Annem, babam ayrıydı. Ben de anne tarafında kaldım. Tabii annem çalışıyordu. Dayım vardı. Dayım hafta sonları bizi gezmeye götürüyordu. Bazen hipodroma giderdik.
8-10 yaşlarında, İzmir'de. Tabii oradan bir bağımlılık kazanıyorsun, sonra büyüdüğün zaman arkadaşların diyor ki 'kupon yapalım'. Derken bir anda ortamın içindesin. Tabii ilk önce anlamıyorsun bunun ne kadar zararlı bir şey olduğunu.
Kaybettim. Yani çok uçuk rakamlar olmasa da kaybettim. Sadece o değil, arkadaş çevresine de ben çok para kaptırdım. Bunlar saklayacağım şeyler değil. Ama artık başka bir hayatım var. Başka bir dünyam var. Kimse içimi bilemez. Kimse bunu anlayamaz. Çok sıkıntılardan geçtim ama Allah beni ayakta tuttu. O güçle yaşıyorum ben. Başka hiçbir güç, bir futbolcuyu, bu kadar ezilen, bu kadar aşağılanan futbolcuyu hiçbir güç ayakta tutamaz. Bu net. Ben eğer bugün çıkıp oynuyorsam Allah'ın verdiği güçle oynuyorum. Bana herkes 'futbol hayatın bitti' dedi. Bugün top oynamaya tekrar başladım. Ben bugün Allah'ın izniyle, hiç olmadığım kadar güçlüyüm.
Ailem inanmadı benim at yarışını bıraktığıma. Annem inanmıyor. Eşim inanmıyor. Arkadaşlarım inanmıyor. Ama eşim şöyle bir şey yaşıyor.

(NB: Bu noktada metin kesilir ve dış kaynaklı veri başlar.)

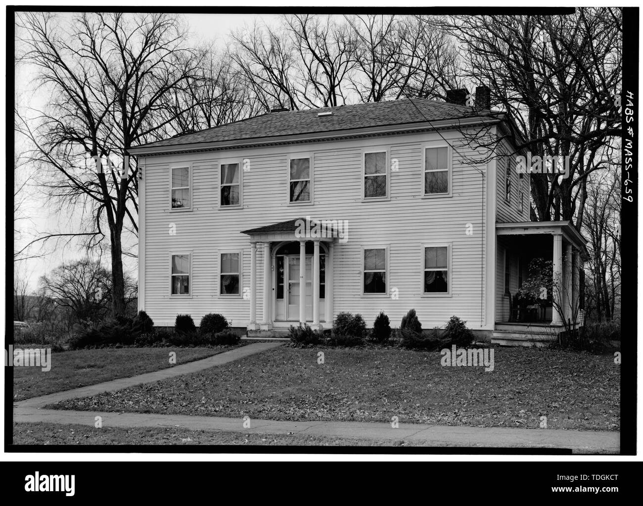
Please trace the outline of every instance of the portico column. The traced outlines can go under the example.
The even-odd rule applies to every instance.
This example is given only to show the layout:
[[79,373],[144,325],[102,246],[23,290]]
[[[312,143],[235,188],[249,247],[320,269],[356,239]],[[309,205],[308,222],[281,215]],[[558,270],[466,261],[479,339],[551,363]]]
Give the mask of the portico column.
[[312,325],[320,328],[320,242],[313,242],[312,257]]
[[578,250],[574,249],[572,254],[572,307],[574,308],[572,316],[576,321],[579,319],[578,308],[581,300],[580,256]]
[[326,256],[326,277],[324,279],[324,300],[326,302],[325,311],[326,315],[326,327],[329,327],[332,325],[332,250],[333,244],[329,242],[328,246],[328,255]]
[[299,322],[306,323],[306,241],[299,241]]
[[552,323],[559,325],[563,323],[563,315],[558,310],[558,308],[561,306],[561,291],[563,281],[563,236],[561,234],[554,235],[552,260],[554,263],[554,282],[552,288],[552,298],[554,300],[554,303],[552,305]]
[[257,330],[257,243],[250,243],[250,324],[249,330]]
[[565,308],[565,319],[567,321],[572,318],[572,245],[565,246],[565,289],[563,291],[563,303]]
[[270,330],[270,242],[264,243],[264,320],[262,322],[265,330]]

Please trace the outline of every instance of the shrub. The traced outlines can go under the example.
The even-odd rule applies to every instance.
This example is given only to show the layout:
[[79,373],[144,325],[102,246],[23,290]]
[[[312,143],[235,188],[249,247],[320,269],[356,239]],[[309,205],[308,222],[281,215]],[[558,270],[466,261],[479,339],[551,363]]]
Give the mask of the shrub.
[[194,321],[189,314],[177,314],[174,329],[177,334],[195,334],[197,331]]
[[289,335],[291,343],[302,346],[318,344],[322,341],[323,334],[318,330],[313,330],[307,323],[303,326],[300,323],[297,327],[290,326]]
[[154,322],[147,316],[147,313],[141,311],[132,320],[132,332],[134,336],[141,333],[151,332],[154,327]]
[[397,332],[404,348],[431,350],[441,348],[444,343],[435,332],[431,335],[425,336],[408,327],[400,328]]
[[134,338],[134,345],[139,348],[158,346],[162,343],[163,338],[159,329],[154,329],[152,332],[143,332]]
[[388,316],[384,314],[384,311],[380,311],[379,314],[376,318],[371,336],[373,340],[377,343],[386,343],[391,337],[390,322],[388,321]]
[[620,341],[620,323],[617,321],[587,323],[582,327],[582,334],[590,341]]
[[410,309],[406,316],[403,317],[400,324],[400,330],[408,330],[416,334],[422,334],[422,324],[417,319],[415,309]]
[[217,346],[234,346],[238,345],[241,336],[232,330],[225,330],[213,335],[212,341]]
[[333,332],[331,334],[331,337],[328,338],[327,342],[329,346],[361,346],[364,344],[364,338],[347,335],[345,334],[335,334]]
[[219,334],[228,327],[228,320],[222,314],[210,312],[201,318],[199,332],[201,334]]
[[340,312],[332,324],[332,333],[336,336],[352,336],[363,338],[366,334],[366,322],[361,314]]
[[473,342],[473,332],[467,328],[466,323],[455,315],[451,317],[444,330],[444,338],[449,345],[466,347]]
[[14,345],[60,345],[68,339],[69,334],[60,329],[44,322],[32,323],[29,329],[21,329],[14,333]]
[[123,317],[118,320],[108,318],[77,332],[69,341],[69,348],[78,350],[133,343],[132,320]]

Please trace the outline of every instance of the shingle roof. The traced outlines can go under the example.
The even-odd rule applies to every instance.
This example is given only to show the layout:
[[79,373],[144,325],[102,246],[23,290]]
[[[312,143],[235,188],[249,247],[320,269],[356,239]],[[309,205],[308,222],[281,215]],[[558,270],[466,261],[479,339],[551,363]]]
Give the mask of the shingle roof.
[[[332,114],[318,116],[320,113],[329,111]],[[337,107],[269,113],[143,146],[146,148],[183,146],[204,142],[239,141],[403,125],[426,122],[427,120],[462,119],[489,114],[489,111],[475,111],[466,105],[426,98],[407,98]]]

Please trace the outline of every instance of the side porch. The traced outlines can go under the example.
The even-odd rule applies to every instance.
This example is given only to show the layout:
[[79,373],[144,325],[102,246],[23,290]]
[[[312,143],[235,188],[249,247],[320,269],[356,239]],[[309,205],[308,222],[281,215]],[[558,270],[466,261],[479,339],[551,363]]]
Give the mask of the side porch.
[[[581,271],[586,240],[571,222],[498,223],[496,236],[491,342],[545,346],[557,341],[566,329],[581,326]],[[534,276],[538,267],[542,277]]]

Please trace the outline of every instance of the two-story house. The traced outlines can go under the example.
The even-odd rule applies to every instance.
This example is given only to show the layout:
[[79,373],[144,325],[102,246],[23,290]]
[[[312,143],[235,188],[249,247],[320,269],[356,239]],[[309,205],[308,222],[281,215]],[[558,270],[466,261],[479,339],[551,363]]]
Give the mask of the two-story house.
[[[530,175],[478,95],[476,107],[278,110],[131,149],[139,309],[159,326],[219,312],[275,336],[329,328],[342,311],[372,325],[383,311],[396,325],[414,308],[424,329],[455,314],[502,344],[551,338],[568,315],[510,322],[511,294],[540,256],[577,300],[584,240],[568,222],[530,221]],[[494,142],[475,149],[480,129]]]

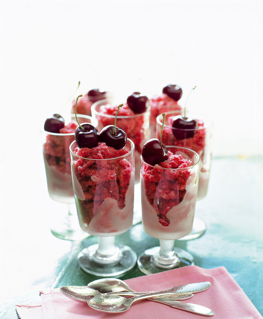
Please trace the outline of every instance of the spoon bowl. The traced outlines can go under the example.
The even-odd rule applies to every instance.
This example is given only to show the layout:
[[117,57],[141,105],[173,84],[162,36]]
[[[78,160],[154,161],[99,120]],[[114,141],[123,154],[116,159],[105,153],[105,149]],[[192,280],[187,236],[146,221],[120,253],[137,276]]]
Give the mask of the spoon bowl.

Bir bakıyor bu adam 5 vakit namaz kılıyor. Bu asla sabahın 5'inde kalkmaz. Bakıyor, bir senedir kalkıyor. O da şaşırıyor. Ama Allah öyle bir şey verdi ki bana. Bir anda gittim, tövbe namazımı kıldım; 'Allah'ım' dedim, 'Ben tövbe ediyorum.' Bıraktım. Şu an sanki hiç oynamamış gibiyim. Bir gün annemle eşimin konuşmasına şahit oldum. 'Anne bak, benim böyle işlerle işim olmaz' dediğim halde eşime 'Kızım gerçekten bıraktı mı?' diye soruyor. Eşim 'Valla bıraktı ama ben de inanamıyorum' diyor anneme. Bana biri 'at yarışını bırak' dediğinde onunla konuşmazdım. Tabii o günlerde gençsiniz, destekçiniz yok etrafınızda. Kimse de yol göstermiyor. Yol gösterenlerin hepsi ya kumara git diyor ya da etrafa para saçtırıyor. Benim arkadaş çevrem böyleydi. Hep kullandılar yani. Ama Allah'a şükür hiç biri yok. Şu an etrafımda olanların hepsi çok değerli insanlar. Bundan sonra hayatıma girecek insanlarda arayacağım tek şey Allah korkusu.
Eşim ve annemle çok ettik. Onlara, 'Bana artık bırak demeyin, bunu bırakmayacağım. Niye ısrar ediyorsunuz?' dedim. Ama nasip işte. Annem de bıraktığıma inandıktan sonra bana 'Allah dualarımı kabul etti' dedi. 2,5 sene sonra ilk defa konuşuyorum. Anlatmadığım şeyleri ilk defa size anlatıyorum. Bunlar özel şeyler. Ama insanların çoğu bunları bilmiyor. Bilmesini istiyorum. İnsanlar benim hakkımda ileri geri konuşuyor. Artık konuşmasınlar. Kimin suçlu kimin suçsuz olduğunu bilemezler. İnsanların hakkına girmesinler. Kul hakkını ödeyemezler.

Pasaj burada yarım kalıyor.